The words should have been comforting, but there was steel in them too—a reminder that she now carried a weapon sharper than any blade against him.

She stepped closer, until the faint scent of smoke and blood on her armor mixed with something else, something subtler—his own aura, his own heat. Her gaze narrowed slightly, and when she spoke again, it was not with mockery but with quiet, almost reluctant concern.

"But you can’t keep using it like this," she warned. "Carelessly. Broadly. You leave it everywhere you go, Aiden. That... scent of yours. That pull. It clings to people. To rooms.

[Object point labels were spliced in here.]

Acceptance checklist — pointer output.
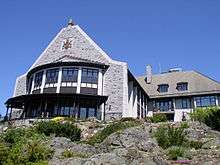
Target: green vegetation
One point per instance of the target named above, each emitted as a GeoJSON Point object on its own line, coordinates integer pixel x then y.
{"type": "Point", "coordinates": [111, 128]}
{"type": "Point", "coordinates": [62, 130]}
{"type": "Point", "coordinates": [23, 146]}
{"type": "Point", "coordinates": [210, 116]}
{"type": "Point", "coordinates": [27, 146]}
{"type": "Point", "coordinates": [196, 144]}
{"type": "Point", "coordinates": [173, 139]}
{"type": "Point", "coordinates": [156, 118]}
{"type": "Point", "coordinates": [175, 152]}
{"type": "Point", "coordinates": [71, 154]}
{"type": "Point", "coordinates": [168, 136]}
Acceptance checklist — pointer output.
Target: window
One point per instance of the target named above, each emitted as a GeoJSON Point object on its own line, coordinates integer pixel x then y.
{"type": "Point", "coordinates": [69, 74]}
{"type": "Point", "coordinates": [52, 76]}
{"type": "Point", "coordinates": [185, 103]}
{"type": "Point", "coordinates": [205, 101]}
{"type": "Point", "coordinates": [89, 76]}
{"type": "Point", "coordinates": [163, 88]}
{"type": "Point", "coordinates": [38, 79]}
{"type": "Point", "coordinates": [30, 84]}
{"type": "Point", "coordinates": [164, 105]}
{"type": "Point", "coordinates": [182, 86]}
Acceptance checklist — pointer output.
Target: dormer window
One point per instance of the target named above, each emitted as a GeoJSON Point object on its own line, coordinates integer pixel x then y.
{"type": "Point", "coordinates": [182, 86]}
{"type": "Point", "coordinates": [162, 88]}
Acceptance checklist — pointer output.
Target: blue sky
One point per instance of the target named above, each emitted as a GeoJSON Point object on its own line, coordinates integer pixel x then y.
{"type": "Point", "coordinates": [181, 33]}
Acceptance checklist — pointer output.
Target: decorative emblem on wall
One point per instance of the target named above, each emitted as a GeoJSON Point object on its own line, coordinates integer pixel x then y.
{"type": "Point", "coordinates": [67, 44]}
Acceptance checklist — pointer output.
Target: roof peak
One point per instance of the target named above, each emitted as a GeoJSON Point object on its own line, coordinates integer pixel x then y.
{"type": "Point", "coordinates": [70, 22]}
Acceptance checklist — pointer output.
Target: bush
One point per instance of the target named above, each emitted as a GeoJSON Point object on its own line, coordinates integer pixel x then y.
{"type": "Point", "coordinates": [210, 116]}
{"type": "Point", "coordinates": [113, 127]}
{"type": "Point", "coordinates": [59, 129]}
{"type": "Point", "coordinates": [71, 154]}
{"type": "Point", "coordinates": [23, 146]}
{"type": "Point", "coordinates": [168, 136]}
{"type": "Point", "coordinates": [13, 135]}
{"type": "Point", "coordinates": [196, 144]}
{"type": "Point", "coordinates": [29, 151]}
{"type": "Point", "coordinates": [128, 119]}
{"type": "Point", "coordinates": [156, 118]}
{"type": "Point", "coordinates": [175, 152]}
{"type": "Point", "coordinates": [4, 151]}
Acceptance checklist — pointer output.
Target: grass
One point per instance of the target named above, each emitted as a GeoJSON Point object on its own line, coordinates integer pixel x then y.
{"type": "Point", "coordinates": [110, 129]}
{"type": "Point", "coordinates": [72, 154]}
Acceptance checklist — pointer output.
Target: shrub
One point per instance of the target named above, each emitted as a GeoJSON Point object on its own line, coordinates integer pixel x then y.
{"type": "Point", "coordinates": [184, 125]}
{"type": "Point", "coordinates": [113, 127]}
{"type": "Point", "coordinates": [128, 119]}
{"type": "Point", "coordinates": [168, 136]}
{"type": "Point", "coordinates": [156, 118]}
{"type": "Point", "coordinates": [4, 150]}
{"type": "Point", "coordinates": [29, 151]}
{"type": "Point", "coordinates": [58, 119]}
{"type": "Point", "coordinates": [59, 129]}
{"type": "Point", "coordinates": [13, 135]}
{"type": "Point", "coordinates": [210, 116]}
{"type": "Point", "coordinates": [196, 144]}
{"type": "Point", "coordinates": [71, 154]}
{"type": "Point", "coordinates": [175, 152]}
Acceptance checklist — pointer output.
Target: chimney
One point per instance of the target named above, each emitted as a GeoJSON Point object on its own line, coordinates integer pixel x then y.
{"type": "Point", "coordinates": [149, 74]}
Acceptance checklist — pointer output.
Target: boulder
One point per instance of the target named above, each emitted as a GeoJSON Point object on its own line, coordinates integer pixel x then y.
{"type": "Point", "coordinates": [136, 137]}
{"type": "Point", "coordinates": [60, 144]}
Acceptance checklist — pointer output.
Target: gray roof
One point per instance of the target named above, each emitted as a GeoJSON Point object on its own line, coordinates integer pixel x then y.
{"type": "Point", "coordinates": [198, 84]}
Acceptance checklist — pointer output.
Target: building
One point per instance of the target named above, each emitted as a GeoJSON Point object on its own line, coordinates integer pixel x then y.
{"type": "Point", "coordinates": [75, 77]}
{"type": "Point", "coordinates": [177, 93]}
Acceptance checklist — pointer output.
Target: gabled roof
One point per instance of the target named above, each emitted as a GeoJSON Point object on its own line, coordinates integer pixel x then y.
{"type": "Point", "coordinates": [68, 58]}
{"type": "Point", "coordinates": [198, 84]}
{"type": "Point", "coordinates": [82, 48]}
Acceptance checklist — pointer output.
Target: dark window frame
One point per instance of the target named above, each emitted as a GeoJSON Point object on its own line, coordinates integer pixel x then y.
{"type": "Point", "coordinates": [38, 79]}
{"type": "Point", "coordinates": [182, 86]}
{"type": "Point", "coordinates": [89, 76]}
{"type": "Point", "coordinates": [163, 88]}
{"type": "Point", "coordinates": [205, 101]}
{"type": "Point", "coordinates": [164, 105]}
{"type": "Point", "coordinates": [70, 74]}
{"type": "Point", "coordinates": [52, 76]}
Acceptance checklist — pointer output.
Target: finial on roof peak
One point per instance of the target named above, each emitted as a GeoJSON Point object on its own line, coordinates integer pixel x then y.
{"type": "Point", "coordinates": [70, 23]}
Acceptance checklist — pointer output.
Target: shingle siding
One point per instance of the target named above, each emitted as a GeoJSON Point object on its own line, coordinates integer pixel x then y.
{"type": "Point", "coordinates": [20, 86]}
{"type": "Point", "coordinates": [83, 48]}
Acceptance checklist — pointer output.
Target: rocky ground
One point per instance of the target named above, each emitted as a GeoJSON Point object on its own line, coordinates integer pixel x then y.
{"type": "Point", "coordinates": [134, 146]}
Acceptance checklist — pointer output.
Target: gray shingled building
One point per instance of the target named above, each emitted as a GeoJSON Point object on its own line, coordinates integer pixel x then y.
{"type": "Point", "coordinates": [74, 77]}
{"type": "Point", "coordinates": [177, 93]}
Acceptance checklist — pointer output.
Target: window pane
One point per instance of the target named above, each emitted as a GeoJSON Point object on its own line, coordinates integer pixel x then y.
{"type": "Point", "coordinates": [38, 79]}
{"type": "Point", "coordinates": [91, 112]}
{"type": "Point", "coordinates": [82, 113]}
{"type": "Point", "coordinates": [163, 88]}
{"type": "Point", "coordinates": [182, 86]}
{"type": "Point", "coordinates": [52, 76]}
{"type": "Point", "coordinates": [69, 74]}
{"type": "Point", "coordinates": [90, 76]}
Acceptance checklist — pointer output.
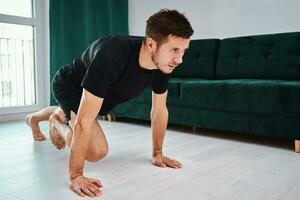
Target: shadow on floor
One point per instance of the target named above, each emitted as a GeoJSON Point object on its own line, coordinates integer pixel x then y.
{"type": "Point", "coordinates": [227, 135]}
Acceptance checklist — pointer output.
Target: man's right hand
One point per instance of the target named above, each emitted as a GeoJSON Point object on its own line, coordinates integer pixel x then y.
{"type": "Point", "coordinates": [86, 186]}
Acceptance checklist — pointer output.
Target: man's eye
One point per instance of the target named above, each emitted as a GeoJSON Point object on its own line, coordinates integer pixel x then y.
{"type": "Point", "coordinates": [174, 50]}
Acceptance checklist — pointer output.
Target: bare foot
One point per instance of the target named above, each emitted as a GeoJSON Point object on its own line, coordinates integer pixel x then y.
{"type": "Point", "coordinates": [33, 124]}
{"type": "Point", "coordinates": [56, 139]}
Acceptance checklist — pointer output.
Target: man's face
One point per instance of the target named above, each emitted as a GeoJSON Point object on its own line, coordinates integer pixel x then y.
{"type": "Point", "coordinates": [170, 54]}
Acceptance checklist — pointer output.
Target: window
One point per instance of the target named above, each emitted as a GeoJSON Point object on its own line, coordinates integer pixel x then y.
{"type": "Point", "coordinates": [23, 56]}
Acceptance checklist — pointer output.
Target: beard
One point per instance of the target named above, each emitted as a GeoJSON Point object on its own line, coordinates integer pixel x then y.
{"type": "Point", "coordinates": [156, 62]}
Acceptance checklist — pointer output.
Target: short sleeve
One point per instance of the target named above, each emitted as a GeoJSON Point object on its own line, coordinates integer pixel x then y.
{"type": "Point", "coordinates": [101, 74]}
{"type": "Point", "coordinates": [160, 82]}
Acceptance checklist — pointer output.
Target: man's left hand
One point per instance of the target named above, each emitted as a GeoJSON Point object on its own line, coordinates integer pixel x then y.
{"type": "Point", "coordinates": [163, 161]}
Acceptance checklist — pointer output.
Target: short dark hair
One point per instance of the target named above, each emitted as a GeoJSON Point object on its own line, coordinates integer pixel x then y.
{"type": "Point", "coordinates": [168, 22]}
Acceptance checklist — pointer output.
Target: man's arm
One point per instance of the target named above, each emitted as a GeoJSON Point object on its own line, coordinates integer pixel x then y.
{"type": "Point", "coordinates": [87, 113]}
{"type": "Point", "coordinates": [159, 121]}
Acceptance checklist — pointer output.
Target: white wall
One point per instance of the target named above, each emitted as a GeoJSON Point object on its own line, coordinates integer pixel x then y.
{"type": "Point", "coordinates": [223, 18]}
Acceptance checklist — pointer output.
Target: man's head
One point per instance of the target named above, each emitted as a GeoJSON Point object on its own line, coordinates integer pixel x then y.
{"type": "Point", "coordinates": [168, 35]}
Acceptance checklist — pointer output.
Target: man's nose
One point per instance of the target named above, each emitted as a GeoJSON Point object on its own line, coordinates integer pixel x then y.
{"type": "Point", "coordinates": [178, 60]}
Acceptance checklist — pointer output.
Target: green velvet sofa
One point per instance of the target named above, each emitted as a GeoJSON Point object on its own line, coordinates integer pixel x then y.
{"type": "Point", "coordinates": [245, 84]}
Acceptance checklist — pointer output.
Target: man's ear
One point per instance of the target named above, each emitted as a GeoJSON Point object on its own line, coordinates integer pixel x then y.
{"type": "Point", "coordinates": [151, 44]}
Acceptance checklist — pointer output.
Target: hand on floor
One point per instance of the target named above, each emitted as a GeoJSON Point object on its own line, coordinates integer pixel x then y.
{"type": "Point", "coordinates": [86, 186]}
{"type": "Point", "coordinates": [163, 161]}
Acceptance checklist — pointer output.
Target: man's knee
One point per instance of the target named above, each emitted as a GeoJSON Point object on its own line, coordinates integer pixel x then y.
{"type": "Point", "coordinates": [94, 155]}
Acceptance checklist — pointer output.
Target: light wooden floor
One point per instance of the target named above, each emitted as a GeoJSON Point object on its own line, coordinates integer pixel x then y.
{"type": "Point", "coordinates": [216, 166]}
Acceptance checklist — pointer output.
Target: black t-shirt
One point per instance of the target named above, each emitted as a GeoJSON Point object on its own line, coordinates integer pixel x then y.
{"type": "Point", "coordinates": [109, 68]}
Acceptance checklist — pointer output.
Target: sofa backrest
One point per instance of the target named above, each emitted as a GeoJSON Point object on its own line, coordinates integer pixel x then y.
{"type": "Point", "coordinates": [200, 60]}
{"type": "Point", "coordinates": [272, 56]}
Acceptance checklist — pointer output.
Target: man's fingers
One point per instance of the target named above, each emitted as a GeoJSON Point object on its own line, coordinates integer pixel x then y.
{"type": "Point", "coordinates": [94, 189]}
{"type": "Point", "coordinates": [96, 182]}
{"type": "Point", "coordinates": [86, 191]}
{"type": "Point", "coordinates": [78, 191]}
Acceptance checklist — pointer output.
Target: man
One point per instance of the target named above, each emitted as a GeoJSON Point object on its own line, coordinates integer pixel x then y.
{"type": "Point", "coordinates": [112, 70]}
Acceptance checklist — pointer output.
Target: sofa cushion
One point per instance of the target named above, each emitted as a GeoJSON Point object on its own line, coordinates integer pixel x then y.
{"type": "Point", "coordinates": [273, 56]}
{"type": "Point", "coordinates": [200, 60]}
{"type": "Point", "coordinates": [270, 97]}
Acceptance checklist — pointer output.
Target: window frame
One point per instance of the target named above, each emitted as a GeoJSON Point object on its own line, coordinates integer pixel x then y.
{"type": "Point", "coordinates": [40, 22]}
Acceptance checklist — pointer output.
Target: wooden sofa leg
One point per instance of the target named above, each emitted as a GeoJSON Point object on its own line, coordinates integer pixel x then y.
{"type": "Point", "coordinates": [297, 146]}
{"type": "Point", "coordinates": [109, 118]}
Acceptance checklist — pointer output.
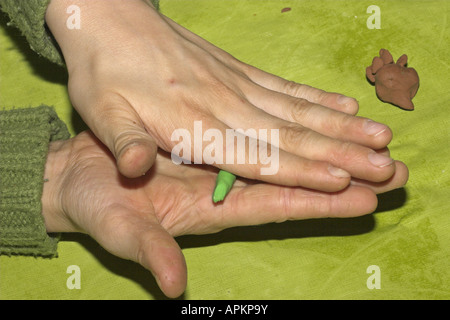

To the very air."

Her hand hovered briefly at her throat, where the burn still marred her skin. "Even I felt it, back at the viscount’s palace. I didn’t know what it was then, only that something was... wrong. Different. Heavy in the air. But if I could sense it, what do you think a high-ranking priest would feel?"

Her voice dropped lower, a sharp whisper at his ear. "One sniff, and you’d be finished."

The words struck harder than any blow. Aiden’s breath caught in his throat, the weight of her warning sinking into him.

Arina studied him, expression grim. "The Church isn’t blind. They’ve hunted things for far less. A whisper of heresy, a flicker of wrongness—and they burn people alive for it.

If they ever decide you’re more than human, if they name you an abomination..." She let the silence finish for her, the image of fire and stakes speaking louder than words.

Then, softer—though her tone didn’t lose its edge—she added, "So, keep your power close. Tame it. Don’t let it bleed into every corner of the world. Because if you don’t—" Her eyes flicked to the dungeon still hanging in the sky, then back to him. "Not even I will be able to pull you back from what comes."